Sappiamo bene che è solo l'informazione giornalistica a offrirci queste notizie. Ci sono altri drammi dimenticati, più o meno noti. Il servizio sulle drammatiche condizioni dei nuba è tra questi. Interpretazioni, cause, motivazioni di questo nuovo fronte le conosciamo o le possiamo facilmente reperire: dal diritto all'autodeterminazione (un referendum con un maggioranza schiacciante del 78,5 per cento a favore dell'autonomia dall'Indonesia), al coinvolgimento di interessi economici e militari di paesi occidentali; il ruolo e la funzione dell'Onu.
Stanchi di analisi, vogliamo esprimere la nostra solidarietà al popolo di Timor Est, tramite la figura di monsignor Carlos Felipe Belo, premio Nobel per la pace, che nel 1996, dopo che aveva accolto nella sua cattedrale le reliquie di sant'Antonio, ha trascorso alcuni giorni ospite nella basilica del Santo, facendosi già allora interprete dei diritti del suo popolo.

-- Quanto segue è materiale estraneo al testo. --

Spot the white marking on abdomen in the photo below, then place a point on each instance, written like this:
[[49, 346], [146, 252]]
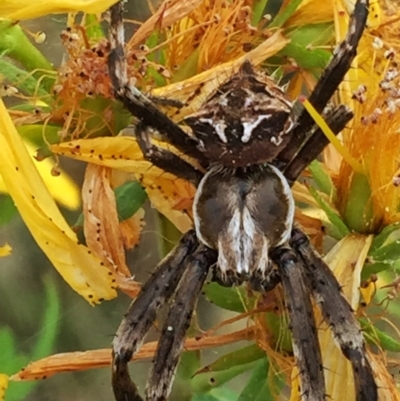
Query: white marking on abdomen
[[249, 126]]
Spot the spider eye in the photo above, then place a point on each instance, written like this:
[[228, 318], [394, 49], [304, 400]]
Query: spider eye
[[245, 122]]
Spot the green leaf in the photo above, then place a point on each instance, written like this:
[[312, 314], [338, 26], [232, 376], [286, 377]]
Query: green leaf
[[384, 235], [285, 14], [241, 356], [7, 209], [15, 44], [217, 394], [226, 297], [257, 387], [36, 132], [321, 178], [24, 82], [375, 335], [204, 382], [359, 209], [130, 198], [258, 11], [188, 365], [387, 253], [333, 217], [303, 46], [11, 360], [94, 31]]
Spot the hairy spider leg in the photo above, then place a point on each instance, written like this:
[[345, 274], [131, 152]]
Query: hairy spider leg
[[338, 314], [142, 314], [302, 324], [177, 323], [315, 143], [331, 78], [165, 159], [138, 104]]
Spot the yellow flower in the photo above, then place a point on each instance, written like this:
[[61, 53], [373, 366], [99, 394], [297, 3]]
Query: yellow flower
[[5, 250], [82, 271], [19, 10], [61, 187]]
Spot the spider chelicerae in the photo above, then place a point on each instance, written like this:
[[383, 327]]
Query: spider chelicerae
[[252, 147]]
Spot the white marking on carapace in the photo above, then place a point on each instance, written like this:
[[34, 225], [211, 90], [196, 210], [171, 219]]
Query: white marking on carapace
[[196, 218], [249, 126], [219, 127], [290, 201]]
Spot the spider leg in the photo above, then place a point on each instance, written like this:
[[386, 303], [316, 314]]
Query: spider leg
[[142, 313], [339, 315], [331, 78], [316, 143], [165, 159], [134, 100], [177, 323], [302, 323]]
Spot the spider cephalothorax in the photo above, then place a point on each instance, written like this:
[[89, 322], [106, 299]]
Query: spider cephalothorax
[[243, 212], [245, 121]]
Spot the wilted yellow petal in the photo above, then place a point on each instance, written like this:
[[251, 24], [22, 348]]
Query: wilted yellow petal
[[346, 260], [61, 187], [102, 232], [78, 361], [165, 190], [3, 385], [5, 250], [19, 10], [83, 272]]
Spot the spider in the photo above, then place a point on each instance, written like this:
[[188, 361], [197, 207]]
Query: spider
[[253, 148]]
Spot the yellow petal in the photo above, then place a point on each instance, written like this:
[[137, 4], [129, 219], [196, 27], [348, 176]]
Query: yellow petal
[[346, 260], [102, 232], [19, 10], [61, 187], [165, 190], [5, 250], [3, 385], [83, 272]]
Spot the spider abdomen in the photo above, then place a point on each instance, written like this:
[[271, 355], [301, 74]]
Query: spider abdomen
[[243, 213]]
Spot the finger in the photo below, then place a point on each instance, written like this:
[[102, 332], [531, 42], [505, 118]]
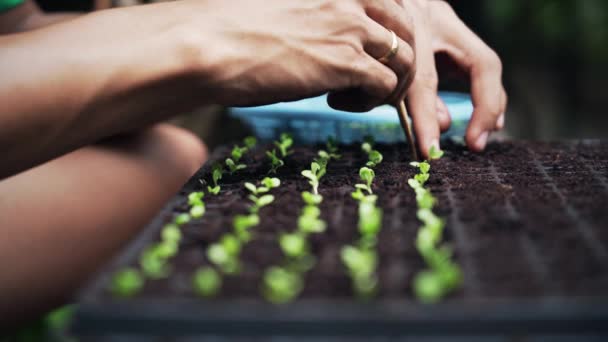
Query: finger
[[500, 123], [485, 72], [391, 14], [422, 94], [443, 115], [372, 83], [378, 44]]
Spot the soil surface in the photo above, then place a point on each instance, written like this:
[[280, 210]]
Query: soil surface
[[524, 219]]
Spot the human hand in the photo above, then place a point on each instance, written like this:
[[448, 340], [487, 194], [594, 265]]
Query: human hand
[[265, 51], [439, 30]]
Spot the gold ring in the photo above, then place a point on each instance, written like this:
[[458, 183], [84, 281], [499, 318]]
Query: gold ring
[[393, 50]]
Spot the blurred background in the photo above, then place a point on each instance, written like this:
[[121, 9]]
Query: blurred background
[[555, 55]]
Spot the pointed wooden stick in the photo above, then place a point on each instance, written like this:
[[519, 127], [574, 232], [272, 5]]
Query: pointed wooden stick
[[407, 128]]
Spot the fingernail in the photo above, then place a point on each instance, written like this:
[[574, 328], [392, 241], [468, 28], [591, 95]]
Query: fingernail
[[441, 108], [500, 123], [435, 143], [481, 141]]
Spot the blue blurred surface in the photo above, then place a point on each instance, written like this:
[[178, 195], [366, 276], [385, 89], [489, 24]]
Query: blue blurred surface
[[312, 120]]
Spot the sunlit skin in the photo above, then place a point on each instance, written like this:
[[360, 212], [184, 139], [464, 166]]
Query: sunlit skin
[[85, 162]]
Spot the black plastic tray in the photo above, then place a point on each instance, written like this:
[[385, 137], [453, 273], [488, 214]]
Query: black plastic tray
[[100, 315]]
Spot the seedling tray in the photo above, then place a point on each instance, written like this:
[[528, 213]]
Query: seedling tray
[[527, 221]]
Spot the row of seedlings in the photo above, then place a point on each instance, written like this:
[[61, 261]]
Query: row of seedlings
[[361, 259], [154, 260], [443, 274], [282, 284], [224, 254]]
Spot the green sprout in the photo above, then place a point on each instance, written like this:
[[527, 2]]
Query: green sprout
[[275, 161], [182, 219], [366, 147], [264, 200], [317, 170], [250, 142], [171, 234], [311, 199], [281, 285], [127, 282], [367, 175], [242, 224], [259, 202], [234, 166], [153, 260], [444, 275], [207, 282], [225, 256], [294, 245], [216, 174], [284, 143], [195, 198], [374, 157]]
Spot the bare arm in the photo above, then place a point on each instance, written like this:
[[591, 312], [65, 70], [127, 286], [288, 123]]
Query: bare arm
[[74, 83], [77, 82]]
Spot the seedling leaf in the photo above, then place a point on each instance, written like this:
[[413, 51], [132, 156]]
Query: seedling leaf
[[435, 153], [207, 282]]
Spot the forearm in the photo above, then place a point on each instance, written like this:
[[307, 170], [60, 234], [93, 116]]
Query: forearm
[[75, 83]]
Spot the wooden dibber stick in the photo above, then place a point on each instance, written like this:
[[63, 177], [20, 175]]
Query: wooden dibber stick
[[407, 128]]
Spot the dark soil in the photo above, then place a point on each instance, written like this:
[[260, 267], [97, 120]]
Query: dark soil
[[525, 220]]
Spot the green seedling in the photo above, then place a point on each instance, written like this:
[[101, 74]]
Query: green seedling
[[154, 260], [195, 198], [275, 161], [181, 219], [309, 221], [435, 153], [224, 257], [250, 142], [367, 175], [127, 282], [281, 285], [293, 245], [444, 275], [170, 234], [267, 184], [284, 143], [311, 199], [237, 153], [259, 202], [197, 211], [216, 174], [317, 170], [264, 200], [234, 166], [207, 282]]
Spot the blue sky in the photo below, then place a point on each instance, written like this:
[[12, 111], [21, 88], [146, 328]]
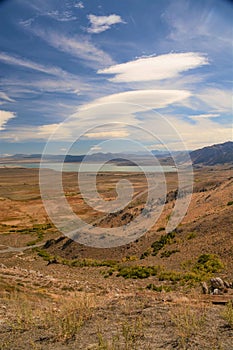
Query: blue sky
[[74, 68]]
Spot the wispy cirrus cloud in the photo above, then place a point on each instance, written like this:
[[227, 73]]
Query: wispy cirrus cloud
[[26, 63], [79, 47], [160, 67], [64, 16], [79, 5], [5, 98], [101, 23], [216, 99], [5, 116], [207, 115]]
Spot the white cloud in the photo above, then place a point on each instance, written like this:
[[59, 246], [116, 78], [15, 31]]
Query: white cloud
[[139, 100], [18, 61], [155, 68], [101, 23], [217, 99], [5, 116], [107, 134], [5, 98], [77, 47], [64, 16], [79, 5], [208, 115], [96, 148]]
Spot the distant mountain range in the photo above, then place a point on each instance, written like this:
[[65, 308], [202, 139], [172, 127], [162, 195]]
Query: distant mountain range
[[211, 155]]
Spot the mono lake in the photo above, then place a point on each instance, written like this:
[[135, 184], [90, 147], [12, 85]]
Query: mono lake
[[91, 167]]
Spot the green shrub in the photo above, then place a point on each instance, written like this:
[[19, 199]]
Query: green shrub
[[164, 239], [160, 288], [168, 253], [137, 271], [208, 263]]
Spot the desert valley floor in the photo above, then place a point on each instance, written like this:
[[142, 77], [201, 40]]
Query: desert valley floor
[[58, 294]]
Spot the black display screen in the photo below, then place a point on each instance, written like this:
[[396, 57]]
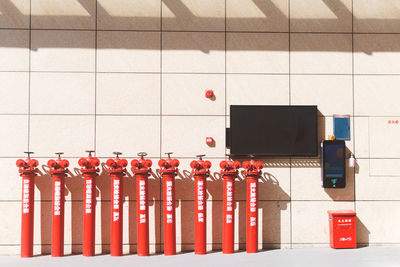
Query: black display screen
[[273, 130]]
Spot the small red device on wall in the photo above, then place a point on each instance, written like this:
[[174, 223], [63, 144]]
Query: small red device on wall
[[342, 229]]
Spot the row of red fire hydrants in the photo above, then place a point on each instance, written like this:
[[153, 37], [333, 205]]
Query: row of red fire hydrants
[[141, 169]]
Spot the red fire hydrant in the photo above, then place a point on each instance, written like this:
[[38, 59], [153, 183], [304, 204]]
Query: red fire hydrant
[[89, 172], [168, 171], [116, 169], [229, 173], [200, 171], [58, 170], [27, 170], [252, 173], [141, 169]]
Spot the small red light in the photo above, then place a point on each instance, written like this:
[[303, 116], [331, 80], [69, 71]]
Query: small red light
[[209, 93], [209, 140]]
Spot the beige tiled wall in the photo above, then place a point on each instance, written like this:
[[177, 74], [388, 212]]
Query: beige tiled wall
[[131, 75]]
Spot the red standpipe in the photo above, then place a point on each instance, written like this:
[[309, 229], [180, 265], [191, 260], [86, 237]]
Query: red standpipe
[[58, 170], [116, 169], [168, 171], [141, 169], [229, 173], [89, 172], [27, 170], [252, 173], [200, 171]]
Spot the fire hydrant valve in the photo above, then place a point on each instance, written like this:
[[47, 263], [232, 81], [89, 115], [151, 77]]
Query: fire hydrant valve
[[200, 172], [141, 169], [252, 173], [116, 169], [168, 171], [89, 172], [58, 170], [27, 169]]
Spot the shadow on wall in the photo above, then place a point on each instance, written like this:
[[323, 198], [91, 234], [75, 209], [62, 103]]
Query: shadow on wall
[[181, 16], [44, 184], [362, 234]]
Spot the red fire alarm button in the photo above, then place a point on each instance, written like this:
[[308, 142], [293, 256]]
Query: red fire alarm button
[[209, 140], [209, 93], [342, 228]]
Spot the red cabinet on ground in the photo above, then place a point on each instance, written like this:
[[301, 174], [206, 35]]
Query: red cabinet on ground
[[342, 228]]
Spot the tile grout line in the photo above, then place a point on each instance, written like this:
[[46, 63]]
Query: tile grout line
[[29, 75], [161, 115], [352, 78], [95, 85], [205, 31], [225, 80], [290, 103]]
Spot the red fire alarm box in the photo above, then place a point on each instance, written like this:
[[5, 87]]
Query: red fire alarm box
[[342, 228]]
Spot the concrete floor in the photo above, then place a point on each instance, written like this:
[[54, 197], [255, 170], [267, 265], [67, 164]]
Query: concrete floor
[[310, 257]]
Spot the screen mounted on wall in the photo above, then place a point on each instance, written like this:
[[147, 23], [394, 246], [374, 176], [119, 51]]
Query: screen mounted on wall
[[273, 130]]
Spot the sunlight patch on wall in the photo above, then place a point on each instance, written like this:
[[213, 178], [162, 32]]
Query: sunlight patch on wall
[[59, 8], [131, 8]]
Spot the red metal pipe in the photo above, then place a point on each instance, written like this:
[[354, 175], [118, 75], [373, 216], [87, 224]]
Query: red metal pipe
[[116, 169], [200, 171], [27, 170], [58, 169], [229, 173], [141, 169], [252, 173], [168, 170], [89, 172]]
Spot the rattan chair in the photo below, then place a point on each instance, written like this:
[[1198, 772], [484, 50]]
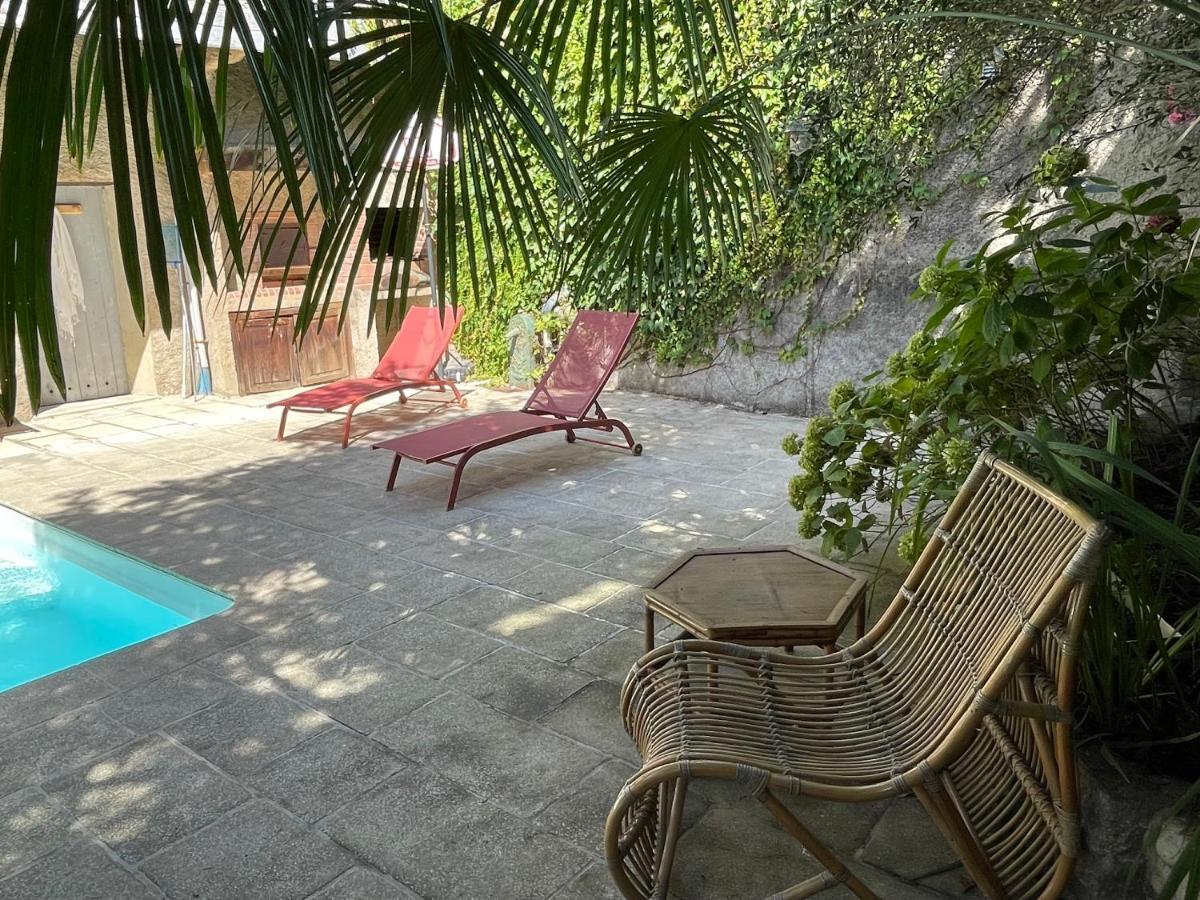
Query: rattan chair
[[961, 695]]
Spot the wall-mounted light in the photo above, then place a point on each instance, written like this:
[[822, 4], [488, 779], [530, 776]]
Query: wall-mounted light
[[801, 136], [990, 70]]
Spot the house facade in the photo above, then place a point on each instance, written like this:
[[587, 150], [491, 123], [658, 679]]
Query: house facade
[[227, 337]]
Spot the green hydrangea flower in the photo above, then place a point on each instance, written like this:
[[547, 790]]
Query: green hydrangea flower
[[810, 523], [798, 487], [935, 279], [999, 275], [841, 393], [815, 453], [959, 456], [1059, 165], [910, 546]]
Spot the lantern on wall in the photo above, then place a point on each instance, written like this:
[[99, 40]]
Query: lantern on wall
[[801, 136]]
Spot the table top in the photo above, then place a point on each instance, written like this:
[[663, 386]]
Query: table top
[[761, 595]]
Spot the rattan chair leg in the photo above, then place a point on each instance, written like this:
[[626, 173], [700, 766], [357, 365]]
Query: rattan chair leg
[[837, 869], [955, 829], [678, 797]]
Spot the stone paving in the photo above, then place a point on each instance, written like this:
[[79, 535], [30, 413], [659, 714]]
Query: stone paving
[[403, 702]]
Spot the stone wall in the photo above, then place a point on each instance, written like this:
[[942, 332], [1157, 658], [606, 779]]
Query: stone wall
[[882, 273]]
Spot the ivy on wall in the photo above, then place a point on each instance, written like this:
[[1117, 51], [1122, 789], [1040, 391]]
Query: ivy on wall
[[882, 106]]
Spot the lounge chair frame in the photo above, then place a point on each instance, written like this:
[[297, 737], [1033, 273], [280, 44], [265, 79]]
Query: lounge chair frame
[[599, 421], [960, 695], [429, 382], [439, 384], [551, 419]]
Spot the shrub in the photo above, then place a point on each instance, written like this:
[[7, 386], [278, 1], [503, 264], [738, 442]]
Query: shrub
[[1061, 343]]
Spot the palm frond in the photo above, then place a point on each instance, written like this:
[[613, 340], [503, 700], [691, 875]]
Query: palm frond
[[675, 193], [622, 57], [143, 65], [442, 107]]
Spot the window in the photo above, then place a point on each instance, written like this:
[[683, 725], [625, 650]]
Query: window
[[395, 237]]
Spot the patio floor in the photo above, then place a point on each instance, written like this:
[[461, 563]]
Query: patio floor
[[403, 701]]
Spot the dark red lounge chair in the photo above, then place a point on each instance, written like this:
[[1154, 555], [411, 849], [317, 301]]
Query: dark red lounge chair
[[564, 400], [408, 364]]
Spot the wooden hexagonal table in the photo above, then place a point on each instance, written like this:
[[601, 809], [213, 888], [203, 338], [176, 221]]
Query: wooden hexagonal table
[[765, 597]]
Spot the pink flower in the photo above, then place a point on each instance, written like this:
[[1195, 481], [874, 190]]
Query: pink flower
[[1167, 225]]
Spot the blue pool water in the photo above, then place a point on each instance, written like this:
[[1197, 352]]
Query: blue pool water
[[65, 599]]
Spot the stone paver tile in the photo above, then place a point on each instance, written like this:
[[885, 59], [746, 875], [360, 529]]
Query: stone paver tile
[[342, 623], [155, 703], [81, 871], [613, 658], [430, 833], [702, 519], [324, 773], [30, 827], [321, 515], [145, 796], [558, 546], [425, 587], [385, 535], [364, 885], [594, 523], [906, 843], [430, 646], [499, 857], [637, 567], [472, 558], [384, 825], [733, 847], [625, 607], [357, 688], [517, 683], [885, 885], [661, 538], [245, 731], [580, 814], [53, 747], [729, 497], [47, 697], [169, 652], [564, 585], [352, 563], [593, 883], [612, 499], [543, 628], [520, 766], [253, 851], [593, 717]]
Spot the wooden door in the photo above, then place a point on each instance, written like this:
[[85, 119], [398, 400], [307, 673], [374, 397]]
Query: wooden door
[[84, 300], [262, 352], [324, 354]]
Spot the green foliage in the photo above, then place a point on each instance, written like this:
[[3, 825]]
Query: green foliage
[[481, 335], [1061, 343]]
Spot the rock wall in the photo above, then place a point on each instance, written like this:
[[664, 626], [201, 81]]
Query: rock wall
[[1125, 145]]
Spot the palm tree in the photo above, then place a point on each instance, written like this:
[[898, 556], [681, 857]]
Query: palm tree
[[534, 126]]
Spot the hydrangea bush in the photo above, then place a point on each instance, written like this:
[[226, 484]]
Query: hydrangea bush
[[1068, 343]]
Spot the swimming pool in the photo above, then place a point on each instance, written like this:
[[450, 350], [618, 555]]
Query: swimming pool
[[65, 599]]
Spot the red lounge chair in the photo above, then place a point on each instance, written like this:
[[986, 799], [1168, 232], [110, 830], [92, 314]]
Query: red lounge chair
[[564, 400], [408, 365]]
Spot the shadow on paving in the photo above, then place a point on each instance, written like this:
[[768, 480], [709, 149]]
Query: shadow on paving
[[403, 701]]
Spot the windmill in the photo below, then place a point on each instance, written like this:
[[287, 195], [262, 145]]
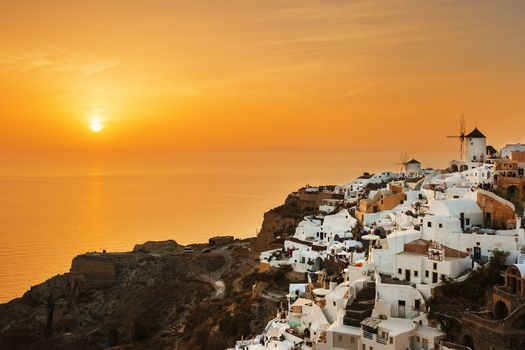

Qualcuno si è chiesto perché monsignor Belo non sia rimasto in questi terribili frangenti con la sua gente. In un'intervista concessaci in questi giorni, che pubblicheremo prossimamente e nella quale auspica, tra l'altro, un ritorno delle reliquie del Santo tra la sua gente, dà lui stesso la risposta: è stato convinto a lasciare il suo paese per farsi voce del suo popolo, per chiedere giustizia e rispetto, unendola a quella di Giovanni Paolo II. Un giornalista di un grande quotidiano nazionale italiano si chiedeva in questi giorni: «Cosa sarebbe la scena del mondo senza la voce del vecchio Papa che chiede giustizia e umanità . Cosa sarebbe del dramma di Timor Est, senza una Chiesa cattolica - con la sua organizzazione internazionale e anche il suo centralismo romano - indirizzata da Giovanni Paolo II ad assumere il ruolo di portavoce dei diritti fondamentali?».
La risposta ci porterebbe lontano, alle soglie del Giubileo, verso il quale siamo incamminati, pellegrini sulla strada della conversione, con la bisaccia delle grandi domande, ma anche con la certezza che il Signore cammina con noi, donandoci il pane della speranza.